A abertura ou permeabilidade do Estado às demandas de determinados agentes da sociedade considerados como outsiders devem ser entendidos enquanto construções específicas que são delimitados por períodos temporais e espaciais. Isso quer dizer que em um certo período histórico, o Estado foi capaz de institucionalizar (mesmo que parcialmente) algumas demandas ligadas aos movimentos sociais se aproximando desses atores, enquanto em outros períodos isso não ocorre (SZWAKO; LAVALLE, 2019). Acreditamos que o processo de institucionalização simbólica ocorre de forma mais frequente em períodos de transição ou pós transição democrática, como é o caso da Colômbia.

O conflito colombiano, em seus mais de 50 anos, afetou de forma desproporcional alguns segmentos da população.

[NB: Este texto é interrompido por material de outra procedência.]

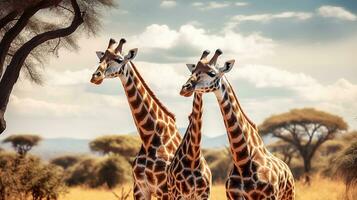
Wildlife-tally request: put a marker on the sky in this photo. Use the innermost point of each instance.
(289, 54)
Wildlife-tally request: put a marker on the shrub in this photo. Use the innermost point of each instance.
(113, 170)
(65, 161)
(83, 173)
(28, 177)
(346, 167)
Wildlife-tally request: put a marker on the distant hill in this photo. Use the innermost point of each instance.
(53, 147)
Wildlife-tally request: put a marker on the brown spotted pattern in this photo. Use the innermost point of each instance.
(189, 177)
(155, 124)
(256, 173)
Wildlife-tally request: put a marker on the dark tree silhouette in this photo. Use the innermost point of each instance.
(346, 168)
(125, 145)
(306, 129)
(27, 39)
(22, 143)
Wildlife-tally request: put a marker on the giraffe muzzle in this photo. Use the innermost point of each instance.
(187, 90)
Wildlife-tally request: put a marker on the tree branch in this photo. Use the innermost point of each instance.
(13, 32)
(12, 72)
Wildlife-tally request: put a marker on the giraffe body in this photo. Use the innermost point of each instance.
(256, 173)
(189, 177)
(155, 124)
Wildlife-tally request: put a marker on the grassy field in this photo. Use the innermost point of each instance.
(320, 189)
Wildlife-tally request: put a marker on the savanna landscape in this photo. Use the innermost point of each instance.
(71, 128)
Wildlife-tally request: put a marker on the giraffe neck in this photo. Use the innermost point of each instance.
(192, 139)
(245, 143)
(145, 107)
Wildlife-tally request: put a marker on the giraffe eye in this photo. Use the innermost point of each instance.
(211, 73)
(118, 60)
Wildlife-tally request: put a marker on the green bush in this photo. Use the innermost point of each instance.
(83, 173)
(109, 171)
(346, 166)
(65, 161)
(113, 170)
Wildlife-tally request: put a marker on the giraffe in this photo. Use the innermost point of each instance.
(256, 173)
(155, 124)
(189, 177)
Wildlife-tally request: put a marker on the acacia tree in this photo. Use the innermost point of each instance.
(33, 29)
(22, 143)
(286, 150)
(346, 168)
(124, 145)
(306, 129)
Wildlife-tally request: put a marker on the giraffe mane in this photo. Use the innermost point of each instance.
(151, 93)
(245, 116)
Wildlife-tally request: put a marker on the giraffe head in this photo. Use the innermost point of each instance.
(112, 62)
(206, 75)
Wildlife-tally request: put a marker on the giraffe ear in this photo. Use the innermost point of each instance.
(191, 67)
(132, 54)
(227, 66)
(100, 54)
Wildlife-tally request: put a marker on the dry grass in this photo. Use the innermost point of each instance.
(320, 189)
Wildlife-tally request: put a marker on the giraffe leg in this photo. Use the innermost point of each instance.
(140, 194)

As mulheres, as populações afrodescendentes, os LGBTI+, as/os indígenas e as populações do campo foram expostos a diversas formas de violências, o que influenciou (diretamente) na sua atuação no projeto da construção da paz na Colômbia

(CENTRO DE MEMORIA HISTÓRICA, 2018; HUMANAS COLOMBIA, 2017). As formas de articulação dos movimentos possibilitaram aos indivíduos a participação nos Fóruns Regionais e Nacional para as vítimas, na Subcomissão de gênero e na própria Conferência de paz em Havana, Cuba – conforme desenvolvido no capítulo 3.

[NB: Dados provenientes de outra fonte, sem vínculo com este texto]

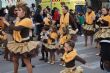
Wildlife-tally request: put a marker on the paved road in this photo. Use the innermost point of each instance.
(88, 53)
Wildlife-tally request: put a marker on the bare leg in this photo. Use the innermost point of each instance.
(28, 64)
(16, 63)
(86, 38)
(91, 39)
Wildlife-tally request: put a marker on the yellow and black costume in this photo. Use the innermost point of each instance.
(89, 26)
(62, 40)
(66, 21)
(69, 59)
(104, 30)
(53, 36)
(22, 45)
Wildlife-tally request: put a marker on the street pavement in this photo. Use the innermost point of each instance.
(88, 53)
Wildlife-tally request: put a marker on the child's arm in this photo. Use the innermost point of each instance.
(4, 37)
(80, 59)
(68, 57)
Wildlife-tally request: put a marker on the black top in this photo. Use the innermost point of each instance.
(72, 22)
(24, 31)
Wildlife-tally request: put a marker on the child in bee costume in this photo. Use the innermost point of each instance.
(44, 37)
(69, 58)
(3, 43)
(52, 41)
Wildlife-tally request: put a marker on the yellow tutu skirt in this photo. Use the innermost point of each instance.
(103, 33)
(23, 49)
(89, 29)
(70, 70)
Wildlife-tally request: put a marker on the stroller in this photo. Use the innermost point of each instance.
(105, 55)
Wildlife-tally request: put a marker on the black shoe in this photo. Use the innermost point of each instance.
(42, 59)
(46, 60)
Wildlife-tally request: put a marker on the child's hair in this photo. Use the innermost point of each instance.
(65, 30)
(46, 28)
(71, 44)
(54, 28)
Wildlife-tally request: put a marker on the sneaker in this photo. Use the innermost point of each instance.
(46, 60)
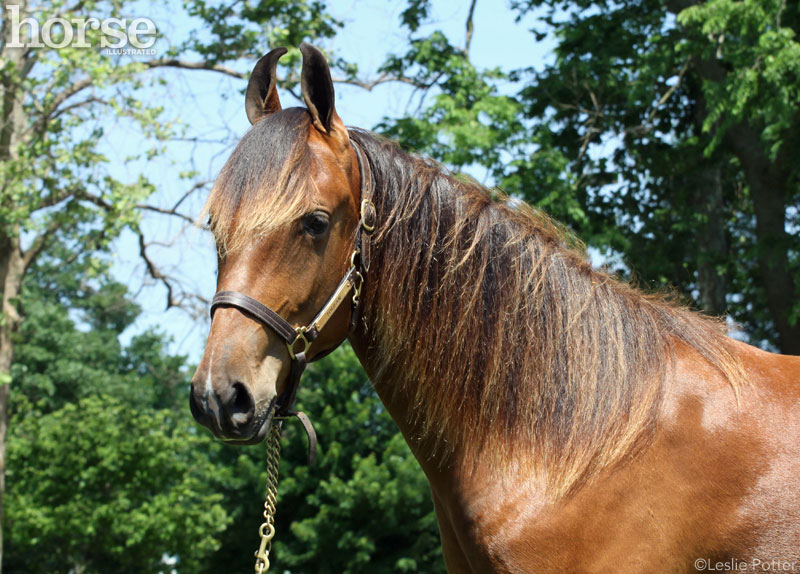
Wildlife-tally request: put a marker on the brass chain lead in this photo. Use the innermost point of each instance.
(267, 530)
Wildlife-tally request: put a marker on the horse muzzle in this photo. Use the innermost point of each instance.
(231, 414)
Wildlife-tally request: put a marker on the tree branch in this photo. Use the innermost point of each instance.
(186, 65)
(468, 39)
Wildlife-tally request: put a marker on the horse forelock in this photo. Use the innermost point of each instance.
(265, 183)
(490, 317)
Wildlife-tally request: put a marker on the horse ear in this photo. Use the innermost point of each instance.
(318, 91)
(261, 98)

Partindo da compreensão de que documentos são muito mais que simples junções de ideias, torna-se necessário compreender as tensões, silenciamentos e destaques dados ao que é/foi incorporado aos documentos como frutos de lutas políticas. A etnografia de documentos (VIANNA, 2014) pode ser apontada como instrumento necessário para nos ajudar a compreender, por exemplo, que o primeiro acordo de paz apresentado e votado em plebiscito reflete toda uma articulação dos movimentos sociais de institucionalizar de forma simbólica suas demandas de base interseccional, buscando criar, de forma conjunta, políticas sensíveis as especificidades das pessoas. A incorporação de um enfoque diferenciado e de gênero em cada um dos pontos dos acordos de paz, feita majoritariamente por mulheres na subcomissão de gênero, pontua e demarca uma posição de inclusão de diferentes experiências e visões de subalternidade durante os anos do conflito armado. Nos capítulos seguintes, buscaremos analisar as ações empreendidas pelos movimentos de mulheres e feministas no período compreendido entre os anos de 2012 e 2016, além de pontuar as conquistas de direitos presentes na primeira versão do documento de paz apresentado.